Sus palabras y el infantil tono de súplica la detuvieron a mitad de camino hacia la puerta. Giró para enfrentar a Karl; enseguida lo miró y él le devolvió la mirada, mientras el tiempo retrocedía vertiginosamente hacia la última vez que se habían enfrentado en ese reducido espacio.

– Tengo algunas pequeñas cosas en la carreta, que podrías traerme. -Miró, como disculpándose, hacia la olla-. Llevará sólo un minuto.

Ella asintió con la cabeza, sin hablar, y se volvió hacia la puerta.

Karl estaba confundido. “¿Me tiene miedo?”, se preguntó, mientras se desvanecía su esperanza. “¿Soy el culpable de que Anna sólo atine a escapar de mí, como una ardilla de ojos marrones, cada vez que me acerco? ¿Piensa que fui a lo de Kerstin para vengarme?”

Cuando se acercó a Anna para trepar a la carreta, ella se corrió para hacerle lugar. Karl tomó un paquete de detrás del asiento, volvió hacia la parte abierta de la carreta y se quedó mirando desde arriba ese pelo color de whisky.
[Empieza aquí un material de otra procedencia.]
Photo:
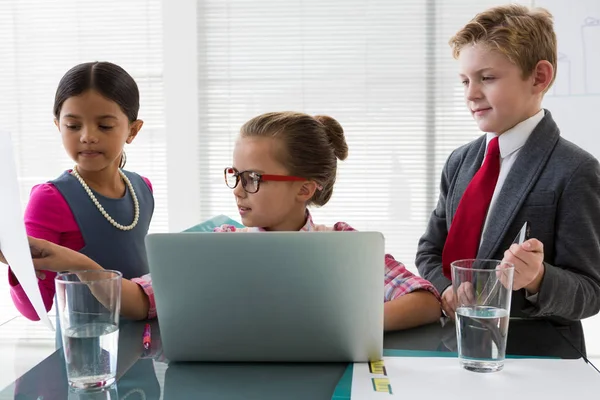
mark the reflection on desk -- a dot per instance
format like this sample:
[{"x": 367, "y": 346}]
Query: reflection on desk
[{"x": 137, "y": 376}]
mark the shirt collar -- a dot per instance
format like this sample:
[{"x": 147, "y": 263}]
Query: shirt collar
[
  {"x": 514, "y": 138},
  {"x": 308, "y": 225}
]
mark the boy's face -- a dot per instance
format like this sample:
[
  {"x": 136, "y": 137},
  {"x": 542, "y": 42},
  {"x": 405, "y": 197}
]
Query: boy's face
[{"x": 495, "y": 91}]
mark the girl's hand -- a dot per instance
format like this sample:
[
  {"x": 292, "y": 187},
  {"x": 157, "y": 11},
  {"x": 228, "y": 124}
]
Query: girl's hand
[{"x": 48, "y": 256}]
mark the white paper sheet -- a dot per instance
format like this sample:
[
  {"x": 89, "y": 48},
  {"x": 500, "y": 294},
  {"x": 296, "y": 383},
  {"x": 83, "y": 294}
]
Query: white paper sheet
[
  {"x": 13, "y": 239},
  {"x": 443, "y": 378}
]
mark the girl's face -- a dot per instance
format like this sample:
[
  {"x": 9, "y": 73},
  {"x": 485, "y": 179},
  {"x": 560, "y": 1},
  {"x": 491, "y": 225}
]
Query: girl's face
[
  {"x": 278, "y": 205},
  {"x": 94, "y": 130}
]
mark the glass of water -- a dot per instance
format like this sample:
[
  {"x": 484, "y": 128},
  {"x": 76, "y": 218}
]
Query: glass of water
[
  {"x": 483, "y": 291},
  {"x": 89, "y": 303}
]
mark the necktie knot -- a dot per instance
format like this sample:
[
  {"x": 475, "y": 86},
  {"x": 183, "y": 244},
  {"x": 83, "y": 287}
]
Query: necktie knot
[{"x": 493, "y": 148}]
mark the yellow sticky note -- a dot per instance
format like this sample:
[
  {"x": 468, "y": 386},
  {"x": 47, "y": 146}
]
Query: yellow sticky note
[
  {"x": 382, "y": 385},
  {"x": 377, "y": 367}
]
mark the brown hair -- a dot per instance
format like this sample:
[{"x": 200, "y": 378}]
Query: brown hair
[
  {"x": 526, "y": 36},
  {"x": 312, "y": 146}
]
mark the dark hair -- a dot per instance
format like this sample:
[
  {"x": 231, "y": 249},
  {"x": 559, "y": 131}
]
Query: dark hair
[
  {"x": 108, "y": 79},
  {"x": 312, "y": 146}
]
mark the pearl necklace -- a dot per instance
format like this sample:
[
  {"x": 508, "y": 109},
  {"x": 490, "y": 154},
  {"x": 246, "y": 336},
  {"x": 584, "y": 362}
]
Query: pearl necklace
[{"x": 114, "y": 223}]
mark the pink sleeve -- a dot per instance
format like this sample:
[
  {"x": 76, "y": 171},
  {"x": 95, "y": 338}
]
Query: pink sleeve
[
  {"x": 47, "y": 217},
  {"x": 145, "y": 283},
  {"x": 398, "y": 280},
  {"x": 148, "y": 183}
]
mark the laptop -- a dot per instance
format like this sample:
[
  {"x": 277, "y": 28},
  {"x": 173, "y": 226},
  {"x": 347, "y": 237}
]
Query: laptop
[{"x": 270, "y": 296}]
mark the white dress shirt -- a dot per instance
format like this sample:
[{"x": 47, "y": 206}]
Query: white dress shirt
[{"x": 510, "y": 143}]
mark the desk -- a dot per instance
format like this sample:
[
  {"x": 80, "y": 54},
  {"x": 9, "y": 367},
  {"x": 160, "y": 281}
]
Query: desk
[{"x": 151, "y": 378}]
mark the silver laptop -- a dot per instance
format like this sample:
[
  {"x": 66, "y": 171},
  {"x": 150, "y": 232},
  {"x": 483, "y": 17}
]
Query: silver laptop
[{"x": 285, "y": 296}]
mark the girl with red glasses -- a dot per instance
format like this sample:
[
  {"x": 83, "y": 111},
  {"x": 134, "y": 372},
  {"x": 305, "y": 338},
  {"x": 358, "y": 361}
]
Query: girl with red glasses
[{"x": 283, "y": 163}]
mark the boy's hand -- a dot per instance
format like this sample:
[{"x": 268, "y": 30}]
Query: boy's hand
[{"x": 528, "y": 259}]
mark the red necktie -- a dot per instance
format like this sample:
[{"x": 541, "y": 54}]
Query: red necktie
[{"x": 466, "y": 227}]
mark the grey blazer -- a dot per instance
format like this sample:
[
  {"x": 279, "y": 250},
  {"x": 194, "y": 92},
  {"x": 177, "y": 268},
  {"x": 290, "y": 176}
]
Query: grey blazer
[{"x": 554, "y": 185}]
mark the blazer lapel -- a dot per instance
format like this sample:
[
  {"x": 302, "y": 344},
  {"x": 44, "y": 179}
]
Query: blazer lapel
[
  {"x": 471, "y": 164},
  {"x": 520, "y": 180}
]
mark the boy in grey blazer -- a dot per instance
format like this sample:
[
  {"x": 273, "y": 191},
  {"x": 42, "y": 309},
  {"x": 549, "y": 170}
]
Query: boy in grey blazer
[{"x": 507, "y": 58}]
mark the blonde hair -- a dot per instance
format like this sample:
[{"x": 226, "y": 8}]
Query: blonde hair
[
  {"x": 312, "y": 146},
  {"x": 526, "y": 36}
]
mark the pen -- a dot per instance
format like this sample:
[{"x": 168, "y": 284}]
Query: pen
[{"x": 146, "y": 340}]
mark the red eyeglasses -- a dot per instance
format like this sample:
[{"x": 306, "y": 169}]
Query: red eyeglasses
[{"x": 251, "y": 180}]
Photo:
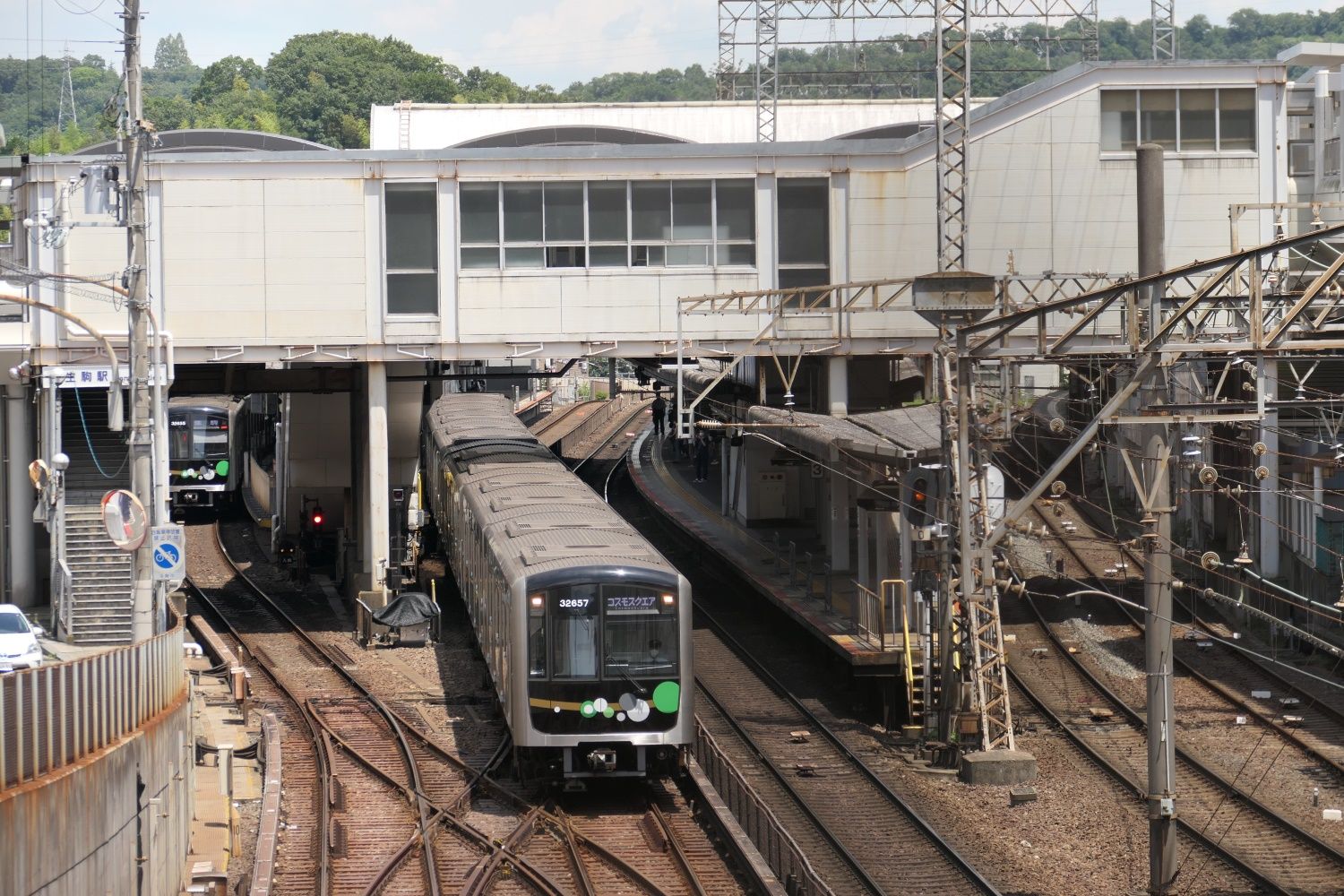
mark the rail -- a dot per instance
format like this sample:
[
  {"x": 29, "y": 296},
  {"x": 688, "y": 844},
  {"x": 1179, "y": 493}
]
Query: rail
[
  {"x": 597, "y": 421},
  {"x": 62, "y": 594},
  {"x": 875, "y": 616},
  {"x": 532, "y": 409},
  {"x": 761, "y": 825},
  {"x": 56, "y": 715}
]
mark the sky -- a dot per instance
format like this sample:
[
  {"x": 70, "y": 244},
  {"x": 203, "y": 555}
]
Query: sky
[{"x": 532, "y": 42}]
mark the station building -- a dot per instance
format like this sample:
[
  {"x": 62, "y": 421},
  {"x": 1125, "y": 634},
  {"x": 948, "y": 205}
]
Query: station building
[{"x": 476, "y": 236}]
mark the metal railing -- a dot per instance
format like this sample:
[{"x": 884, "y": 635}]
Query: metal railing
[
  {"x": 812, "y": 573},
  {"x": 62, "y": 594},
  {"x": 59, "y": 713},
  {"x": 780, "y": 850}
]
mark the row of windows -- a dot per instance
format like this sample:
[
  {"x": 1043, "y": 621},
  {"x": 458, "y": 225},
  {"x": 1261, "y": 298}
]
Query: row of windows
[
  {"x": 1195, "y": 120},
  {"x": 607, "y": 223}
]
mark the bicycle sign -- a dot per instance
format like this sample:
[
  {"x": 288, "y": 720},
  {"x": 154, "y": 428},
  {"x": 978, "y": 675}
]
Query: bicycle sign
[{"x": 169, "y": 549}]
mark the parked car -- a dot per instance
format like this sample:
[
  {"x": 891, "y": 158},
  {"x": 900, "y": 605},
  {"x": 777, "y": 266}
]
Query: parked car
[{"x": 19, "y": 648}]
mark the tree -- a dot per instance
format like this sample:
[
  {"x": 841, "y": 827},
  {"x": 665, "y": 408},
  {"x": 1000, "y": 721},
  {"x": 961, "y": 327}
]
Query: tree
[
  {"x": 171, "y": 54},
  {"x": 319, "y": 80},
  {"x": 220, "y": 78}
]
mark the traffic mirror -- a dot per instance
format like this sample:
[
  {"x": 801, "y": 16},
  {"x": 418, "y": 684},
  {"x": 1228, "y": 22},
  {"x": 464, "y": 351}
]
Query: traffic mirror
[
  {"x": 125, "y": 519},
  {"x": 39, "y": 474}
]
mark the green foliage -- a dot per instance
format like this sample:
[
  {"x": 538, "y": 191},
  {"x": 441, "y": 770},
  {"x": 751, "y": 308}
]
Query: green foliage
[
  {"x": 171, "y": 54},
  {"x": 667, "y": 85},
  {"x": 324, "y": 83},
  {"x": 220, "y": 77}
]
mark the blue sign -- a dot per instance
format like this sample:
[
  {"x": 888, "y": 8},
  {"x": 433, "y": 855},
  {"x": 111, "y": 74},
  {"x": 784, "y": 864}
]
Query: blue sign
[
  {"x": 169, "y": 552},
  {"x": 167, "y": 556}
]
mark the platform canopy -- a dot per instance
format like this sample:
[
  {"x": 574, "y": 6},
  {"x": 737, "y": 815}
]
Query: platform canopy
[{"x": 884, "y": 437}]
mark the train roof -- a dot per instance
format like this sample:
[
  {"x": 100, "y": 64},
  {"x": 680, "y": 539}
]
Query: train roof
[
  {"x": 539, "y": 516},
  {"x": 206, "y": 402}
]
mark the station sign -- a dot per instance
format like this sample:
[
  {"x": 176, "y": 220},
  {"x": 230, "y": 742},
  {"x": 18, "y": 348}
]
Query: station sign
[{"x": 99, "y": 375}]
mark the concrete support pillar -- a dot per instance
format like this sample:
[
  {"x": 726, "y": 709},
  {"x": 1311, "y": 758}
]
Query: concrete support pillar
[
  {"x": 865, "y": 571},
  {"x": 374, "y": 535},
  {"x": 882, "y": 546},
  {"x": 841, "y": 497},
  {"x": 838, "y": 386},
  {"x": 16, "y": 541},
  {"x": 1268, "y": 497}
]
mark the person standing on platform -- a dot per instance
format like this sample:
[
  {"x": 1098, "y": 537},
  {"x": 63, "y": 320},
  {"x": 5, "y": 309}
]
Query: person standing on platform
[
  {"x": 660, "y": 410},
  {"x": 702, "y": 457}
]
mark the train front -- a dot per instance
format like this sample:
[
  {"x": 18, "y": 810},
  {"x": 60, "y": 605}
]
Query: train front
[
  {"x": 199, "y": 455},
  {"x": 609, "y": 672}
]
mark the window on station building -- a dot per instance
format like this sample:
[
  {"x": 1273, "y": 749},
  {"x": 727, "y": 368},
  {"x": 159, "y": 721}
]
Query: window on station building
[
  {"x": 610, "y": 223},
  {"x": 804, "y": 217},
  {"x": 410, "y": 214},
  {"x": 1187, "y": 120}
]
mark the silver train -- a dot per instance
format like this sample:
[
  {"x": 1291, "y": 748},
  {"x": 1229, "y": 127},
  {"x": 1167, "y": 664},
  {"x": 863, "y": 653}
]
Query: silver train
[
  {"x": 585, "y": 626},
  {"x": 204, "y": 452}
]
– Aquí -dijo, y esperó que ella lo mirara para alcanzarle el paquete-. Estas son algunas cosas que pensé que necesitarías.

Finalmente, Anna levantó los ojos y Karl dejó caer el paquete.

– ¿Qué es? -preguntó Anna mientras lo atajaba.

– Cosas necesarias -fue todo lo que dijo.

Los ojos de Anna se abrieron grandes de asombro, mientras Karl se apartaba, reteniendo en su mente la imagen de la inocultable alegría de la muchacha.

Anna trató, con esfuerzo, de no mostrarse aturdida. Nadie le había hecho un regalo antes. “Pero Karl no ha dicho que fuera un regalo”, pensó. “Tal vez sean sólo especias o cosas para la nueva cocina. Pero es suave. Se dobla y hay como un nudo en el medio.” Un ruido a hierro interrumpió sus pensamientos: Karl arrastraba algo negro y pesado desde el frente de la carreta. Se oyó otro sonido metálico al chocar con otras cosas que había adentro. Una a una arrastró todas las partes de hierro de la cocina hacia el extremo de la carreta, antes de saltar con agilidad y levantar la más grande. Anna quedó boquiabierta.

James salió en ese momento del granero, lustrando la culata de su fusil con la manga de la camisa. Alcanzó a ver que Karl desaparecía dentro de la cabaña con un bulto.